Justine Kerfoot–Woman of the Boundary Waters



The US Forest Service reports that just a quarter of visitors in the BWCA Wilderness are women, and that percentage has been relatively consistent for the last few decades. One of the most well-known women of the Boundary Waters, Justine Kerfoot, still inspires women to venture out into the wilderness.

Justine, born Justine Spunner in 1906, grew up in the Chicago area. She first visited the wilderness area in 1927 when her mother traveled from Illinois to look at buying the Gunflint Lodge from Dora Blankenburg. 

While Mae Spunner negotiated the purchase, Justine and a friend from college set out with a guide to travel from Gunflint Lake to Saganaga Lake. Immersed in the wilderness, Justine was hooked on the Boundary Waters.

Having completed her undergraduate studies, Justine planned to become a physician. She agreed to spend the summer break from school in Minnesota, helping to run the resort her mother purchased in 1928. When Mae bought the resort, it had five cabins and a small lodge building with a store carrying supplies and a dining room. It had no electricity or plumbing. 

When the Great Depression started in 1929, the Spunner family lost everything except the Gunflint Lodge. Justine moved up here in 1930.

She quickly learned how to live in the wilderness, becoming an in-demand guide for hunters and fishermen.
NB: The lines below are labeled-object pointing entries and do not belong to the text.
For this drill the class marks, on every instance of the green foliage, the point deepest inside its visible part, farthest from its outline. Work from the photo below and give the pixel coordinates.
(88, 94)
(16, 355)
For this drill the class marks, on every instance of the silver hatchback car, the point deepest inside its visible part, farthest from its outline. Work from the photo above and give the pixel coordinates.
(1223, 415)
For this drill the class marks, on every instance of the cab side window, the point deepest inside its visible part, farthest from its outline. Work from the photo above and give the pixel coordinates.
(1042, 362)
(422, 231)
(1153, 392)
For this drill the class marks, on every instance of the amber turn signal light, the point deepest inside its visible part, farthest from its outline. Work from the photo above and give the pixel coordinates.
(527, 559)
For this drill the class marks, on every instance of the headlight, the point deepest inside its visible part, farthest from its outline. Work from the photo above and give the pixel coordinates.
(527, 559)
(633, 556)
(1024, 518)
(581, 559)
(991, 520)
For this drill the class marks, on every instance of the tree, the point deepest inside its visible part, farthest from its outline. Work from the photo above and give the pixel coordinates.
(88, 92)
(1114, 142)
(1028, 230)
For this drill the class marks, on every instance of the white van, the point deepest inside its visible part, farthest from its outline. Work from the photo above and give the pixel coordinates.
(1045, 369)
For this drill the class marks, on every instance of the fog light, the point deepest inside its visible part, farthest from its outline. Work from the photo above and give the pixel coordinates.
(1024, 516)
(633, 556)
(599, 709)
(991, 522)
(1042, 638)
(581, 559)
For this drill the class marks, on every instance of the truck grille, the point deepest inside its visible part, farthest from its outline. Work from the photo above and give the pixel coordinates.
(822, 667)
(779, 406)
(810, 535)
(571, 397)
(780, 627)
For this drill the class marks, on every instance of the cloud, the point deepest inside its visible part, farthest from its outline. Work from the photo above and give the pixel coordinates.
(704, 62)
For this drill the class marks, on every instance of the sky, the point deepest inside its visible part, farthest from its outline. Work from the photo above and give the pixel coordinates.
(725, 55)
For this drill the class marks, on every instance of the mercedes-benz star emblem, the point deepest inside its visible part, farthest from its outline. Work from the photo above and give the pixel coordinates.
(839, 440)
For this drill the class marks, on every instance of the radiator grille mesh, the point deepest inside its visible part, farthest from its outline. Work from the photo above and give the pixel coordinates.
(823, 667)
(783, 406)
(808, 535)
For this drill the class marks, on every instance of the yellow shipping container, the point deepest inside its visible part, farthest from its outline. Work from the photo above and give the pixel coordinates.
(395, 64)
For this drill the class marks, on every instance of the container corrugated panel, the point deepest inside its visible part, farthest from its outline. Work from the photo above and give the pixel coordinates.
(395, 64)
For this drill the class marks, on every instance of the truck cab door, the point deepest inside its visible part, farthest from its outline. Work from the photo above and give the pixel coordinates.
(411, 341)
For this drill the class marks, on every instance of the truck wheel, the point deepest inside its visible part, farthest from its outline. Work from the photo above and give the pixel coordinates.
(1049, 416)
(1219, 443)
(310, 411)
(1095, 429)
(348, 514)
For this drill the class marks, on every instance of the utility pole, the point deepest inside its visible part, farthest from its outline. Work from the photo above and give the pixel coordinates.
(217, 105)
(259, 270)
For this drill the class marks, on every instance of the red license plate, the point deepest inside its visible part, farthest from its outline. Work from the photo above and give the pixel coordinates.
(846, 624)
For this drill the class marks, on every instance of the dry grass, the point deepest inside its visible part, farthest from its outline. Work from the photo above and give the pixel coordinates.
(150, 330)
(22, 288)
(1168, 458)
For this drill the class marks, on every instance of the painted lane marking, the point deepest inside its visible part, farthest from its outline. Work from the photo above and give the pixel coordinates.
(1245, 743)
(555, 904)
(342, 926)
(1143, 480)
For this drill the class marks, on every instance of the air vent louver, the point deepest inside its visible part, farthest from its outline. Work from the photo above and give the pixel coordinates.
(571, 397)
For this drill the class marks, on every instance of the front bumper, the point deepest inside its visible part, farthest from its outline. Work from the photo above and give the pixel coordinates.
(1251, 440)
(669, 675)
She fixed plumbing, did carpentry, built furniture, and welcomed visitors to the Lodge.

One day, she met Bill Kerfoot camping on a beach on Gunflint Lake. Kerfoot’s father was president of Hamline University in St. Paul, and Bill dreamed of serving in the foreign service. Like many others, the Great Depression put those dreams on the back burner. He told Justine he was desperate for work, and she offered him room and board in exchange for work around the resort. The two found a familiar spirit, and they married in 1934.

Justine and Bill were leaders as active members of the Gunflint Trail Association, a group of resort owners and outfitters who have called the Gunflint Trail home since the early 1900s, according to its website. Justine served as a Cook County commissioner in the 1960s. 

Miss Justine Spunner, August 20, 1932, at the dock at Gunflint Lodge. J Kerfoot Photos

The Kerfoots went on to raise three children, eventually handing over management of the Lodge to their son, Bruce, and his wife, Sue. The Kerfoot family owned Gunflint Lodge until 2016, when John and Mindy Ferguson bought it. 

Justine died in 2001. She was 94 years old.

Justine wrote with beauty and grace about the essence, vitality, and delicacy of the boundary waters area. She published two books. 

In “Woman of the Boundary Waters–Canoeing, Guiding, Mushing, and Surviving,” she expresses a deep reverence for the nature that has become her way of life and the people of the Gunflint Trail.

In “Gunflint: Reflections on the Trail,” Justine chronicles a year of experiences and insights living on the Gunflint Trail. It is a delightful memoir that captures the spirit of Justine.

For almost 50 years, Justine wrote a weekly column for the Cook County News Herald. She wrote about everything from neighbors’ new and old activities to the experiences she had in the wilderness during those decades. To say that Justine was an institution at the newspaper would be an understatement. She survived six publishers before retiring in the late 1990s.

As you think about the trip you’re planning to the BWCAW in the coming months, take some time to read one or both of Justine’s books. You will be inspired.